На перроне какие-то змеиноподобные люди предлагали по ценам черного рынка чулки, кофе, шоколад и сигареты. Ходя по улицам, приходилось перелезать или обходить целые горы камней. Из дыр, которые прежде были окнами, высовывались трубы для отопления, от которых шел страшный запах газа. Почти всю дорогу до лагеря я не усаживала Ангелу в коляску, а несла ее на руках, толкая коляску перед собой.

Мне кажется, тот лагерь устроили в школе. Просторные комнаты были уставлены кроватями. Все это было похоже на какое-то укрытие, полное жертв наводнения или урагана. На одной половине размещались старики и дети. Впрочем, старики могли быть совсем еще не старыми: понимаете, все эти люди словно восстали из мертвых. Все они были совершенно бесцветные, изможденные и беззубые, все они слепо таращились на нас и тряслись. Я держала Ангелу на руках. Они тянулись к ней, только чтобы коснуться здорового ребенка. Моей матери там не было.

Оставив Ангелу у одной из санитарок, я пошла на другую половину лагеря, к людям помоложе. Сзади ко мне подошли седые мужчины с холодными глазами. Они принялись гладить мне руки.

«Ложись ко мне, красотка, я таких, как ты, сто лет не видел».

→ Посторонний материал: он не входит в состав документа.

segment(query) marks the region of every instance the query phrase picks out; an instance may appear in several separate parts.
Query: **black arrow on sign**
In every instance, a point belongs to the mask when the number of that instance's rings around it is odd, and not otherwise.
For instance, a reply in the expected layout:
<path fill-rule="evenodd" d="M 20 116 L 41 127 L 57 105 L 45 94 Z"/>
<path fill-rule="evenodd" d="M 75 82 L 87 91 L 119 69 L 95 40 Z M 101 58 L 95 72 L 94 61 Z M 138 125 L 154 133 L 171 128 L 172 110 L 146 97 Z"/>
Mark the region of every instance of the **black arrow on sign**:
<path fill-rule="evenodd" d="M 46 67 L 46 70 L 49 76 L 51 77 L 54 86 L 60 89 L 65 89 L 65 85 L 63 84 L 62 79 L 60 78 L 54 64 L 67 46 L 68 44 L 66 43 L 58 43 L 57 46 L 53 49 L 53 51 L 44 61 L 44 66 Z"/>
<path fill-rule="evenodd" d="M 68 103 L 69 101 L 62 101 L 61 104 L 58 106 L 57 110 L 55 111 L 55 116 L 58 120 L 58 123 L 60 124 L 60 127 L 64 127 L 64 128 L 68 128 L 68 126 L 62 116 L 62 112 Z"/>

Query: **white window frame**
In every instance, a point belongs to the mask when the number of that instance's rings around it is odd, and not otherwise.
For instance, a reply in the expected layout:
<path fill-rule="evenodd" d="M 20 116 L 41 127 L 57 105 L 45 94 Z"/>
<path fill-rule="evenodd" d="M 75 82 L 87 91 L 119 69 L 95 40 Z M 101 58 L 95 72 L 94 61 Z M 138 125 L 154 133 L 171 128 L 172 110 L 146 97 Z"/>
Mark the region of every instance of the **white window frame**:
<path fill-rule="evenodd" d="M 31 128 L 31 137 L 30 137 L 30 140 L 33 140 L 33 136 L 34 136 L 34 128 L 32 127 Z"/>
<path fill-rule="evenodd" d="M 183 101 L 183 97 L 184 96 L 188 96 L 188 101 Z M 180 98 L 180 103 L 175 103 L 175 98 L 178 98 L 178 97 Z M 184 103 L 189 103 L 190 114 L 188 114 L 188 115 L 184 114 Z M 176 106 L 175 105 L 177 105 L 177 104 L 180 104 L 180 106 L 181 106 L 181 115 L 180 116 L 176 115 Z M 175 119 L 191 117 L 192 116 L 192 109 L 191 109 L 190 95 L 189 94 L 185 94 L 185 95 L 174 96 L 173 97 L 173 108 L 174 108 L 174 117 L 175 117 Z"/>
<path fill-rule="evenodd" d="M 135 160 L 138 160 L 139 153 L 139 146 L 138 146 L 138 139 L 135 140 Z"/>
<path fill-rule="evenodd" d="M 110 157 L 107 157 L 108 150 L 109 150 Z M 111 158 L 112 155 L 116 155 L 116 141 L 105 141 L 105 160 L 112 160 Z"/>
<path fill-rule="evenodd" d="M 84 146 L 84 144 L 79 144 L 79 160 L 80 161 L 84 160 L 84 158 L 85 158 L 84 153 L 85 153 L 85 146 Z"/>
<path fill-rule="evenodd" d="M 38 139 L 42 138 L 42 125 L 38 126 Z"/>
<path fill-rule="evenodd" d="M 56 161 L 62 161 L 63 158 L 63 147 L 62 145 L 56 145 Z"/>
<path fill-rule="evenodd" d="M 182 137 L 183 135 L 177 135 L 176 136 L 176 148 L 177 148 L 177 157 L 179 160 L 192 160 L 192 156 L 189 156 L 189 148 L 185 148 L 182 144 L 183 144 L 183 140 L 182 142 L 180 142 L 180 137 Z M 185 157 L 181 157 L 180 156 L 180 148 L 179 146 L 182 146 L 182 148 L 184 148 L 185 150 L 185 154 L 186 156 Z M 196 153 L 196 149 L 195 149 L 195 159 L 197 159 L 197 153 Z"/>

«Не трогайте меня! Я ищу свою мать!»

«Ты еврейка? Откуда ты?»

«Да, я еврейка. Из Вены. Я ищу Клотильду Хан!»

Они окружили меня. Я испугалась. Вокруг не было никого, кто мог бы мне помочь.

«Не трогайте меня! – кричала я. – Я замужем. Мой муж – военнопленный. Он в Сибири. Я здесь с ребенком. Я приехала на Рош а-Шана, я хотела побыть с евреями. Разве вы евреи? Это невозможно! Я вас не узнаю!»

Один из них схватил меня за волосы и оттянул мою голову назад. Это был высокий, костлявый человек с бритой головой и черными глазами. Белки глаз у него были красноватые.

«Так ты, сука, замужем за немецким солдатом, да? Поэтому ты так хорошо выглядишь, такая здоровая, чистая и розовенькая. – Он обернулся к товарищам. – Что вы на это скажете, друзья? Она спит с гойим. И считает себя выше того, чтобы спать с нами».

Он на меня плюнул. Зубов у него было только два, и они были похожи на клыки.

Казалось, чтобы выбраться, мне придется продираться через тысячу хватающих меня рук.

Как эти хищные, жестокие люди могли быть евреями? Это просто невозможно! Где почтенные, сдержанные польские раввины, которых я помнила по Багдаштейну? Где гениальные, утонченные молодые люди, с которыми я училась в университете? Что эти чудовища сделали с моим народом?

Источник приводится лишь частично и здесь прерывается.